Photo: AP / Ariana Cubillos, FILE

Venezuela's central bank started refining gold in Turkey after a new wave of international sanctions were placed on the Latin American government for the questionable re-election of President Nicolas Maduro and human rights violations, according to The Hurriyet Daily News.

The country's mining minister announced the policy on Wednesday after Caracas could no longer carry out such operations in Switzerland so they have been buying gold from small miners in southern Turkey.

Venezuela then uses it as monetary gold to increase its international reserves which have fallen as the country's economy continues to tumble amid hyperinflation.

“This is an agreement established with Turkey and the Venezuelan central bank,” said Victor Cano. “It’s being done by allied countries because imagine (what would happen) if we sent gold to Switzerland and we are told that it has to stay there because of sanctions.”

Cano did not say which Turkish companies were involved in the plan or clarify how much gold had been refined there but they did admit the Venezuelan government purchased 9.1 tonnes of gold from a number of small miners earlier this year.

After the gold is refined in Turkey, it is sent back to Venezuela where it joins the central bank's portfolio of assets.
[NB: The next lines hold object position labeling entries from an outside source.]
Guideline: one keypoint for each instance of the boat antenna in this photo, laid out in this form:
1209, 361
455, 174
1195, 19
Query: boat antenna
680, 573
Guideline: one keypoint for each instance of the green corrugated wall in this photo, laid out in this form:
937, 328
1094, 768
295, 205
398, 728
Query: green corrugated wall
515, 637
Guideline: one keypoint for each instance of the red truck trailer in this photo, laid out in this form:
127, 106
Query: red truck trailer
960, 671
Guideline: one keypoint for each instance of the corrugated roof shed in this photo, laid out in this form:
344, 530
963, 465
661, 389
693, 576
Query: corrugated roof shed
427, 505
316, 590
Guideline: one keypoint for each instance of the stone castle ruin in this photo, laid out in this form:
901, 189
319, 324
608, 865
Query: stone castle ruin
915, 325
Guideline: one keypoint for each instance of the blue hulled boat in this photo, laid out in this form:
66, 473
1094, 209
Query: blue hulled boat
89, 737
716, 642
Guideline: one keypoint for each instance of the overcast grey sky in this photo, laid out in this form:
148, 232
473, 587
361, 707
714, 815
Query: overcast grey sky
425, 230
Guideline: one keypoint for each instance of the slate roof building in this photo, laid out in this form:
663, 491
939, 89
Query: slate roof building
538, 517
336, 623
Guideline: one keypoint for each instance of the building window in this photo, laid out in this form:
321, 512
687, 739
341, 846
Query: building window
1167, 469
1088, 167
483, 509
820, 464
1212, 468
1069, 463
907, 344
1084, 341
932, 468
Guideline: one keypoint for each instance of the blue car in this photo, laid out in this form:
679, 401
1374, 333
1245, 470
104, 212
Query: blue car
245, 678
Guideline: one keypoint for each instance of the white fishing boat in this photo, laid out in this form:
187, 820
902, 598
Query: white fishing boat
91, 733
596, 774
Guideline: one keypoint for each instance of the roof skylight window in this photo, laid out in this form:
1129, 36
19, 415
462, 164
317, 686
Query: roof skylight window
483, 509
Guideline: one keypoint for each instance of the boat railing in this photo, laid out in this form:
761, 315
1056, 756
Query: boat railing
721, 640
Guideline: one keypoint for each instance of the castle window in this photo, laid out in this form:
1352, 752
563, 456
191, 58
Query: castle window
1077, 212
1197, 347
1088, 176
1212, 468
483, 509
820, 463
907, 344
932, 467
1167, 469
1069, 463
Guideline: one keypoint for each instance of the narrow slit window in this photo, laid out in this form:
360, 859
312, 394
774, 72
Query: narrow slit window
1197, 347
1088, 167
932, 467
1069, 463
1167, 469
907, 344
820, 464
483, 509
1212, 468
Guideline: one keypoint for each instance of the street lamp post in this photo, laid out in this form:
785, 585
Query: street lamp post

The United States Treasury placed a number of sanctions against Venezuela for violating human rights and undermining democracy in the presidential election in 2018 and the Maduro-created Constituent Assembly in 2017.

Those sanctions also included a blanket ban on U.S. citizens from buying any newly issued debt from Venezuela and its state-owned companies.

Maduro has dismissed concerned the economic woes of Venezuela are self-created, claiming there is an "economic war" being waged by Western forces, including Trump, which has prompted the widespread shortages of food, medicine, vaccines while the country endures an inflation rate which topped 46,000 percent last year.

Cano made the statements after opposition leader Julio Borges claimed the government was selling gold to Turkey to try and make up for the declining production capabilities of oil, which have long powered the OPEC nation's foreign exchange.

“There is no gold contraband to Turkey,” Cano said while dismissing Borges' claims.

Turkey'st Statistics Institute had official data which showed the country's gold trade with Caracas began in 2018 and that at least 20.15 tons of gold were imported up to May 2018, though no gold has been exported to Venezuela.

The ongoing economic and political crisis in Venezuela has sparked one of the worst mass exodus movement of migrants ever seen in South America as Colombia and Brazil receives thousands every day who are seeking out everyday needs, including food and medicine.